The main idea is that the sender will use their starting balance and the transaction value as private inputs, and hashes of starting balance, ending balance and value as public inputs. Similarly the receiver will use starting balance and value as secret inputs and hashes of starting balance, ending balance and value as public inputs.
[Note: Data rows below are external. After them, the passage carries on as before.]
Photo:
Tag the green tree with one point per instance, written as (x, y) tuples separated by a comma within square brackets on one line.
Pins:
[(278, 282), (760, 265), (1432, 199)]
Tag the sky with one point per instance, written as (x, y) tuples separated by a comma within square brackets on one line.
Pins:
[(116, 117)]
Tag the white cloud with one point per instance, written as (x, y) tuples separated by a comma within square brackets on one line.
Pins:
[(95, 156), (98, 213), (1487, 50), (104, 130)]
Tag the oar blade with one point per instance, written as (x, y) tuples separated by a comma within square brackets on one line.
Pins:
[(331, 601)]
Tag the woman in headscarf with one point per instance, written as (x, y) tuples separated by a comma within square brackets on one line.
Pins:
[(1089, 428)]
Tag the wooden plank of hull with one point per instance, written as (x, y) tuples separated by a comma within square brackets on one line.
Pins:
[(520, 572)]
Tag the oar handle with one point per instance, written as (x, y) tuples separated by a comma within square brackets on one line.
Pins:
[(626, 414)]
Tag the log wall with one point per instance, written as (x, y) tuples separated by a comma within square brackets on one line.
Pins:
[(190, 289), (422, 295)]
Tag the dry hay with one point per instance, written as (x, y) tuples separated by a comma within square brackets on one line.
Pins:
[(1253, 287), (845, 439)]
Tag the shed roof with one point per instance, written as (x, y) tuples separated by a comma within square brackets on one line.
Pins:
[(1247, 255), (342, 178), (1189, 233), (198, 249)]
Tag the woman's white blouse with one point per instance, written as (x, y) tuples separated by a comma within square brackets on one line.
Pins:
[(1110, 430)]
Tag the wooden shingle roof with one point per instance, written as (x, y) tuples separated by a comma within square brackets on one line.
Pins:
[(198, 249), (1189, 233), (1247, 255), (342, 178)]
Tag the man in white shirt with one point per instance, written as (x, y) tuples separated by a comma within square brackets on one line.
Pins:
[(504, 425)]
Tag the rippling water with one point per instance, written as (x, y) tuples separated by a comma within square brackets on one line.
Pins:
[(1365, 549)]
Below is the program we will use for the sender zk-SNARK, where as before `x`

represents the public input, and `w`

represents the private input.

`function senderFunction(x, w) {`

return (

w.senderBalanceBefore > w.value &&

sha256(w.value) == x.hashValue &&

sha256(w.senderBalanceBefore) == x.hashSenderBalanceBefore &&

sha256(w.senderBalanceBefore - w.value) == x.hashSenderBalanceAfter

)

}

The program used by the receiver is below:

`function receiverFunction(x, w) {`

return (

sha256(w.value) == x.hashValue &&

sha256(w.receiverBalanceBefore) == x.hashReceiverBalanceBefore &&

sha256(w.receiverBalanceBefore + w.value) == x.hashReceiverBalanceAfter

)

}

The programs check that the sending balance is larger than the value being sent, as well as checking that all hashes match. A trusted set of people would generate the proving and verification keys for our zk-SNARKs, let’s call them `confTxSenderPk`

, `confTxSenderVk`

, `confTxReceiverPk`

and `confTxReceiverVk`

.

Using the zk-SNARKs in a token contract would look something like this:

`function transfer(address _to, bytes32 hashValue, bytes32 hashSenderBalanceAfter, bytes32 hashReceiverBalanceAfter, bytes zkProofSender, bytes zkProofReceiver) {`

bytes32 hashSenderBalanceBefore = balanceHashes[msg.sender];

bytes32 hashReceiverBalanceBefore = balanceHashes[_to];

bool senderProofIsCorrect = zksnarkverify(confTxSenderVk, [hashSenderBalanceBefore, hashSenderBalanceAfter, hashValue], zkProofSender);

bool receiverProofIsCorrect = zksnarkverify(confTxReceiverVk, [hashReceiverBalanceBefore, hashReceiverBalanceAfter, hashValue], zkProofReceiver);

if(senderProofIsCorrect && receiverProofIsCorrect) {

balanceHashes[msg.sender] = hashSenderBalanceAfter;

balanceHashes[_to] = hashReceiverBalanceAfter;

}

}

Thus the only updates on the blockchain are the hashes of the balances and not the balances themselves. However, we can know that all the balances are correctly updated because we can check ourselves that the proof has been verified.

#### Details

The above confidential transaction scheme is mainly to give a practical example of how one can use zk-SNARKs on Ethereum. In order to create a robust confidential transaction scheme based on this we would need to address a number of issues:

- Users would need to keep track of their balances client-side, and if you lose the balance those tokens are unrecoverable. The balances could perhaps be stored encrypted on-chain with a key derived from the signing key.
- Balances need to use 32 bytes of data and encode entropy in part of the balance to prevent the ability to reverse hashes to figure out balances.
- Need to deal with the edge case of sending to an unused address.
- The sender needs to interact with the receiver in order to send. One could potentially have a system where the sender uses their proof to initiate the transaction, and the receiver can see on the blockchain that they have a “pending incoming transaction” and can finalize it.